Salamatin Artur A, Adler Peter H, Kornev Konstantin G
18 Kremlyovskaya str, Institute of Geology and Petroleum Technologies & Institute of Computational Mathematics and Information Technologies, Kazan Federal University, Kazan, Tatarstan 420008, Russia.
130 McGinty Court, E-143 Poole Agricultural Center, Dept. of Plant and Environmental Sciences, Clemson University, Clemson, SC 29634, USA.
J Theor Biol. 2021 Feb 7;510:110525. doi: 10.1016/j.jtbi.2020.110525. Epub 2020 Oct 14.
Proboscises of many fluid-feeding insects share a common architecture: they have a partially open food canal along their length. This feature has never been discussed in relation to the feeding mechanism. We formulated and solved a fluid mechanics model of fluid uptake and estimated the time required to completely fill the food canal of the entire proboscis through the openings along its length. Butterflies and moths are taken as illustrative and representative of fluid-feeding insects. We demonstrated that the proposed mechanism of filling the proboscis with fluid through permeable lengthwise bands, in association with a thin film of saliva in the food canal, offers a competitive pathway for fluid uptake. Compared with the conventional mechanism of fluid uptake through apically restricted openings, the new mechanism provides a faster rate of fluid uptake, especially for long-tongued insects. Accordingly, long-tongued insects with permeable lengthwise bands would be able to more rapidly exploit a broader range of liquids in the form of films, pools, and discontinuous columns, thereby conserving energy and minimizing exposure to predators, particularly for hovering insects.

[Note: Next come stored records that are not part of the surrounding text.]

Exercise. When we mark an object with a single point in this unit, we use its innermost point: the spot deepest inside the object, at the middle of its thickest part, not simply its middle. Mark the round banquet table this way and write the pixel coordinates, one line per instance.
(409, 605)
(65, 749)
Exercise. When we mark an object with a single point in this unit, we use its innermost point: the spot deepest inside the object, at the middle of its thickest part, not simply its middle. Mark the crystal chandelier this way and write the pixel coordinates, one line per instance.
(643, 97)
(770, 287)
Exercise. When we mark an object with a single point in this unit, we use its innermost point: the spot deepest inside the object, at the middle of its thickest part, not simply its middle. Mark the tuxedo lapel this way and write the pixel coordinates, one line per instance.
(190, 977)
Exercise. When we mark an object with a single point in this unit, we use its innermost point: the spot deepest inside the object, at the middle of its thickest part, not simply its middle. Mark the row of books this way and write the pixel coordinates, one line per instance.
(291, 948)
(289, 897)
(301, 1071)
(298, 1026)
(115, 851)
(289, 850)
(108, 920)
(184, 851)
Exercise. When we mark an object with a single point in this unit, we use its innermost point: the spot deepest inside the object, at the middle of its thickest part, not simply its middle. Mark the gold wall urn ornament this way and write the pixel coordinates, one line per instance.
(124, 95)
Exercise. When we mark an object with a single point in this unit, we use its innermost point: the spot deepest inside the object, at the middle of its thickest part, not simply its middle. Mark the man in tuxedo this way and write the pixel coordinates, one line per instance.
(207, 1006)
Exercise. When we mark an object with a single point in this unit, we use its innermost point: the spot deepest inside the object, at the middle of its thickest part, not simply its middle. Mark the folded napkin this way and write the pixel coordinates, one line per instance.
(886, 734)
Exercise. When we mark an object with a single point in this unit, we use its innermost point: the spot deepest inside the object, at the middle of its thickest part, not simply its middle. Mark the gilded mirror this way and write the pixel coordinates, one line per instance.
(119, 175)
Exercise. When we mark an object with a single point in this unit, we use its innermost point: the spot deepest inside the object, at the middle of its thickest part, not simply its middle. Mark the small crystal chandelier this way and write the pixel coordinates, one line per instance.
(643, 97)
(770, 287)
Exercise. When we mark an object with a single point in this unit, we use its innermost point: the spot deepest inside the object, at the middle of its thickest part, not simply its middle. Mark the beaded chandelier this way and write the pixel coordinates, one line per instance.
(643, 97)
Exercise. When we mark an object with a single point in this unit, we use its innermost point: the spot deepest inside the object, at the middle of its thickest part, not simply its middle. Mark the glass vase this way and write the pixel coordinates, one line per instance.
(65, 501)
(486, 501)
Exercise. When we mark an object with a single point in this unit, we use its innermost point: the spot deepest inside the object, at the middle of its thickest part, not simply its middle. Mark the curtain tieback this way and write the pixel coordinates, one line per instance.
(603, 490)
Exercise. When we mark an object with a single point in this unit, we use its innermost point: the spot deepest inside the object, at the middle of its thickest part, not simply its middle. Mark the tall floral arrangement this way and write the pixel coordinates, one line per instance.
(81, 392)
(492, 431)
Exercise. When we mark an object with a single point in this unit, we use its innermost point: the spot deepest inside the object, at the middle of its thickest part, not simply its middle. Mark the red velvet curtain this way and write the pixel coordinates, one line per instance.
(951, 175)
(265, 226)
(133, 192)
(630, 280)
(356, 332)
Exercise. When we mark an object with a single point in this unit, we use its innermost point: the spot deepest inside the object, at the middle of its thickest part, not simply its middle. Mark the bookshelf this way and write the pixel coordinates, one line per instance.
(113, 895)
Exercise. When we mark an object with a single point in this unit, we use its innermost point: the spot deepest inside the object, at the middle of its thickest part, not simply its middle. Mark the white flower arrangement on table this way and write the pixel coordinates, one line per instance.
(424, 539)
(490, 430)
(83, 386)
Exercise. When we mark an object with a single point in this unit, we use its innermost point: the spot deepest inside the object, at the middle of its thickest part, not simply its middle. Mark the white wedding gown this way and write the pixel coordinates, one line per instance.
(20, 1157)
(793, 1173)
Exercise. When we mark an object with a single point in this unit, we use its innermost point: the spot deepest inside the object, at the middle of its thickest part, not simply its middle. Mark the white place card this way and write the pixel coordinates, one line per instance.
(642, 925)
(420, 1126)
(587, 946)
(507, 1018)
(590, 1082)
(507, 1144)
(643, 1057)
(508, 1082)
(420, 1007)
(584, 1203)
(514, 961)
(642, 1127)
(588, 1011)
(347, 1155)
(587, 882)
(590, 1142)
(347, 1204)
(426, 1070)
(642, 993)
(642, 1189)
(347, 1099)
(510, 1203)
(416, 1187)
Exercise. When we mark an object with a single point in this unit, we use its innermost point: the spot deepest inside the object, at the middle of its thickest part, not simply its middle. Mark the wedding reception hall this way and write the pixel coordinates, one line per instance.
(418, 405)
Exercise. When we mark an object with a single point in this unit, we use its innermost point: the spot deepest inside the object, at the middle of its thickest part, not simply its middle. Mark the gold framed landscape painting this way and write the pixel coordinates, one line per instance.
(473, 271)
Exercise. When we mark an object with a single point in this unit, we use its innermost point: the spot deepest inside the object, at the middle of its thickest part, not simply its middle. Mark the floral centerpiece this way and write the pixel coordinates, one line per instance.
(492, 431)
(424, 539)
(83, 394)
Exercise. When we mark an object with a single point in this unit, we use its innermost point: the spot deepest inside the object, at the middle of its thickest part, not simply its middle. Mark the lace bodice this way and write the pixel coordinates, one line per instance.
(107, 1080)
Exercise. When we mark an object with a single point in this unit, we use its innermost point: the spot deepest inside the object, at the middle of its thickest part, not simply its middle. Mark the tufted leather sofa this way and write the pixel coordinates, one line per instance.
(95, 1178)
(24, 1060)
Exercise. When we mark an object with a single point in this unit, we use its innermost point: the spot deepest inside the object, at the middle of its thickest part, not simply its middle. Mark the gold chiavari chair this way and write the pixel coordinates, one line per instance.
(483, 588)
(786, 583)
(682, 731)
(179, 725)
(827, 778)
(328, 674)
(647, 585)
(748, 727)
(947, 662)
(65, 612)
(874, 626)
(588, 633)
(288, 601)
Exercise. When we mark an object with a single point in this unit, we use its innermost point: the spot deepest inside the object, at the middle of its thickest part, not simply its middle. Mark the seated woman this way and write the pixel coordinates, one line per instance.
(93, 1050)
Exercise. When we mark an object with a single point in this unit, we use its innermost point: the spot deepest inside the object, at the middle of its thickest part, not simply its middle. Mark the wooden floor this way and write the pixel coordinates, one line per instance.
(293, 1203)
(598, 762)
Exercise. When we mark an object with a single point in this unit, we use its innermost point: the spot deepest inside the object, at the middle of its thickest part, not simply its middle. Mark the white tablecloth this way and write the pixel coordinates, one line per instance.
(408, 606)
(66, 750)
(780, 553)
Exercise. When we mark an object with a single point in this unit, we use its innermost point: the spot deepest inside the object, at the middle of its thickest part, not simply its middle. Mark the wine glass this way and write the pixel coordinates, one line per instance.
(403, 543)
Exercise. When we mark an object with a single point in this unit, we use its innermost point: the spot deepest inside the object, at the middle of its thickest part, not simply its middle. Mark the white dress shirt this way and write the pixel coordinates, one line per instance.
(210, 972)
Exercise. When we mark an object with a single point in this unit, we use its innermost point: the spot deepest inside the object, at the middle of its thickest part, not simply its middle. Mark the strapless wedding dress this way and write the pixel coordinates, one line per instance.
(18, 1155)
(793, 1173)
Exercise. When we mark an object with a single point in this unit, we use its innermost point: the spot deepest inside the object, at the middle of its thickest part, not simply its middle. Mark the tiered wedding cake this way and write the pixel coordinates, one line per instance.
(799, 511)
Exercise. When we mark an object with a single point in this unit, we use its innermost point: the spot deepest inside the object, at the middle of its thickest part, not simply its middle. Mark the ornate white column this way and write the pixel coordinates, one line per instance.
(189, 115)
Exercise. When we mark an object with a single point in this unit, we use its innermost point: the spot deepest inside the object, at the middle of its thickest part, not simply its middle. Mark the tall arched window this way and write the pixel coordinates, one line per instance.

它们沿着长度方向有一条部分开放的食物通道。这一特征从未与进食机制相关联进行过讨论。我们建立并求解了一个液体摄取的流体力学模型,并估计了通过其长度方向的开口完全填满整个喙的食物通道所需的时间。蝴蝶和蛾类被用作吸食液体昆虫的示例和代表。我们证明,所提出的通过可渗透的纵向带将液体填充到喙中的机制,与食物通道中的一层唾液薄膜相结合,为液体摄取提供了一种有竞争力的途径。与通过顶端受限开口摄取液体的传统机制相比,新机制提供了更快的液体摄取速率,特别是对于长喙昆虫而言。因此,具有可渗透纵向带的长喙昆虫将能够以薄膜、水洼和不连续柱状物的形式更快地利用更广泛的液体,从而节省能量并最大限度地减少暴露于捕食者的风险,尤其是对于悬停的昆虫。